Tree131 writes "The New York Times is reporting that sound recordings pre-dating Edison's made by Édouard-Léon Scott de Martinville, a Parisian typesetter and tinkerer, were discovered by American audio historians at the French Academy of Sciences in Paris. The archives are on paper and were meant for recording but not playback. Researchers used a high quality scan of the recording and an electronic needle to play back the sounds recorded 150 years ago. 'For more than a century, since he captured the spoken words "Mary had a little lamb" on a sheet of tinfoil, Thomas Edison has been considered the father of recorded sound. But researchers say they have unearthed a recording of the human voice, made by a little-known Frenchman, that predates Edison's invention of the phonograph by nearly two decades.'"

3 of 314 comments (clear)

  1. Re:Not the first, but gets all the credit? by calebt3 · · Score: 5, Insightful

    Not really.
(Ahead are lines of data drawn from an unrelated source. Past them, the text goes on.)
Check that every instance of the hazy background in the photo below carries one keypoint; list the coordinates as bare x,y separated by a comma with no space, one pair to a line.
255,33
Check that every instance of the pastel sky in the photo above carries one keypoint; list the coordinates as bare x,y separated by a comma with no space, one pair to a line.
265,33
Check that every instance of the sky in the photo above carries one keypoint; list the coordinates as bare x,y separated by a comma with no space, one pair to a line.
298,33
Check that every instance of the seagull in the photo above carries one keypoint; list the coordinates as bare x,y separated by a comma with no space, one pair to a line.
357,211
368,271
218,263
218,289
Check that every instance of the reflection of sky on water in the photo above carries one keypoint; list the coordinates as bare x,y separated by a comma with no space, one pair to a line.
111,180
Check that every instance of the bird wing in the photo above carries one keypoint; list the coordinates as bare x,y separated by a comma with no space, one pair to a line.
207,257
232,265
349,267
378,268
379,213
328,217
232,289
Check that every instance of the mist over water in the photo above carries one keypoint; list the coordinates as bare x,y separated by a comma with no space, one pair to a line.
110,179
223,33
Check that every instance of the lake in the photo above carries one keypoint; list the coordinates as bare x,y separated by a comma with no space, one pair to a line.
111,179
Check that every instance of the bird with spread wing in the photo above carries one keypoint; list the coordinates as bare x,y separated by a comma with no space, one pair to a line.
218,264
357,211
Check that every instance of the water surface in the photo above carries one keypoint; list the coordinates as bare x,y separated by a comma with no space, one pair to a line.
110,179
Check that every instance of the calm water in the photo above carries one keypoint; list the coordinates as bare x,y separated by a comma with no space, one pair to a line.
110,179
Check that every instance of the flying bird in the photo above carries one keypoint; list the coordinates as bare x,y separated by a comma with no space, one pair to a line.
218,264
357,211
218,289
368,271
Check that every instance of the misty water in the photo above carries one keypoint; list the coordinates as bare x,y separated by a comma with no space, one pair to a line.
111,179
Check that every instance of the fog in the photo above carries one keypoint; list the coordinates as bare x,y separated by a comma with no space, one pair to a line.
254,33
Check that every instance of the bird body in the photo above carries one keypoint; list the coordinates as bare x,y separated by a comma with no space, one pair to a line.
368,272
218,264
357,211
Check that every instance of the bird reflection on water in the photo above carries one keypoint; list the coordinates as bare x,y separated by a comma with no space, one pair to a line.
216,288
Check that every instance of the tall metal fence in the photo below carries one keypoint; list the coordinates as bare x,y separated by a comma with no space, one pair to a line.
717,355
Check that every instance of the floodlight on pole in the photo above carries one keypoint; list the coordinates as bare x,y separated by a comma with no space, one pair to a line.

Edison was able to play his recordings, which this Frenchman apparently wasn't able to do.

  2. edison was the bill gates/ steve jobs of his time by circletimessquare · · Score: 5, Insightful

    he really didn't invent much. what he did was market, mass produce and popularize a lot early electrical inventions. and made a lot of money too. claiming that he was the man who invented all of this stuff is just part of the marketing campaign. rather than an anonymous guy in his lab, or some other guy whom he ripped off, or some other guy who discovered something as a curiousity, but never followed up, and was forgotten, or alexander graham bell, or nikolai tesla

    and i'm not really denigrating edison. i am in fact saying that the cult of whomever invents something is overhyped. a lot of what is important in this world is producing the thing, popularizing it, putting it in the hands of consumers, not just dreaming the damn thing up. that's actually pretty easy. the light bulb was invented individually by half a dozen different guys in the 19th century. but the lion's share of the credit goes to edison. why? because he actually followed up and put the dang thing in the hand's of consumers. and that matters. some may think it is unfair, but who said life was fair? go study the farnsworth and rca and the invention of the television if you want a lesson on invetion and fairness and reality

    i had a 32M rio pmp300 MP3 player in 1998, many years before an iPod was a twinkle in steve job's eye. but the mass of western industrial consumers didn't take portable mp3 players that seriously until steve jobs gave them something gleaming and sexy. such is the way of the world

    there is more to progress than just invention. there is also streamlining for mass production, financing, distributing, marketing, etc. and those jobs (no pun intended) are not as sexy, but they oftentimes decide the tempo of progress more than some lonely guy tinkering somewhere. and, perhaps even more importantly, they decide immortality: whose name gets stuck in the history books next to an invention. and they also decide who gets the billions in riches from that invention too

    believe me, in 2108, when someone wikiyahoogoogle's "mp3 player" on their visor computer, they won't see a rio pmp300. they will see steve job's cryogenically frozen head with a perfect gleaming iPodWhite(tm) smile

    --
    intellectual property law is philosophically incoherent. it is your moral duty to ignore it or sabotage it
  3. Re:Not the first, but gets all the credit? by Fifth+Earth · · Score: 5, Insightful

    On the other hand, he failed miserably at this goal, because nobody can read sound waves. He may have incidentally made the first steps towards sound recording, but frankly his personal invention was totally useless. It took 150 years of advancement to sneak in the back door and get anything useful at all out of his technology, and by that point massive advancements in sound recording, as well as speech-to-text technology that actually works, had both already been invented.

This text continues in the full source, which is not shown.